What now for sport's television 'Crown Jewels'

I’ve been in two minds about the recent experiment of online broadcasting that limited the live audience for England’s World Cup qualifier in Ukraine last weekend.

There was outrage at the confirmation that the qualifier was only going to be available online, even though it’s probably the shape of things to come.

In this age of the internet and iPhones, it’s only a matter of time before all televisions are web-connected and mobiles are linked in at the same standard and resolution quality.

With Sky Sports fans paying upwards of £40 a month to watch football and other sports events, is it any wonder that we finally had a game available solely online?

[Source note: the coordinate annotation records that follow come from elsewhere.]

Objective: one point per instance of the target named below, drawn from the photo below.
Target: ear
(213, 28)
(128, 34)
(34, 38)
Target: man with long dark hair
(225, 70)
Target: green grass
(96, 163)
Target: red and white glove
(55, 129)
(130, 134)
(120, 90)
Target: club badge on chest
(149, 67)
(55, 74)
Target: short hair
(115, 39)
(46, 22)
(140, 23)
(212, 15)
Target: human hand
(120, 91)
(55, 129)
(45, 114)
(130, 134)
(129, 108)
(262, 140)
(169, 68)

Is it really that much different to pay-per-view sports events on Sky such as boxing fights that happen in the small hours?

It’s all very well football fans being outraged at the online-only option, and the limit on the number of viewers to just 1m to prevent the service from crashing is less than ideal, but that will no doubt change.

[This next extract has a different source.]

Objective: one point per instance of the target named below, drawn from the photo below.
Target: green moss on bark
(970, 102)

But it provokes the wider question of why certain ‘crown jewel’ sports events are not available on terrestrial television.

The online or iPhone option is great for the traveller or the fan who wants to watch events in the park or somewhere else where television is not an option.

But I’m delighted to see that the next Ashes cricket series in the UK is now likely to be on free-to-air television.

Even those of us who are not cricket addicts can remember the 2005 Ashes series with nostalgia and recall just where we were when England won the final Test to win the little urn back again.

The same cannot be said of this year’s Ashes, which failed to capture the imagination in quite the same way because it was only available on subscription-based Sky.

There is no doubt that Sky has played a massive role in updating and inspiring sports coverage, not to mention the investment in sports at all levels due to their generous coverage fees.

But if events such as the FA Cup, England football qualifiers and tournaments, Wimbledon, the Olympics and the Six Nations, for instance, remain on terrestrial television, it will have so many positive effects.

More people will be inspired by sport, participating and watching local teams and providing a boost to economies as well as potential reduction to their wastelines and the community benefits sport is known to provide.

And why not follow the FA Cup model, where the final is screened both on terrestrial TV AND Sky, with fans given the choice of who to watch.

Would everyone switch off Sky because there is a free option? I don’t think so. And if it makes them raise their game by improving their own coverage even more, it can only be of benefit both for viewers and the sports who are seeking new followers.

The High Definition element, analysis with a wide array of top experts and all-round presentation that Sky offers is not often equalled by terrestrial TV.

But the option of choosing between Sky or terrestrial TV would benefit everyone and ensure sport does not fall further down the list of priorities where funding is concerned.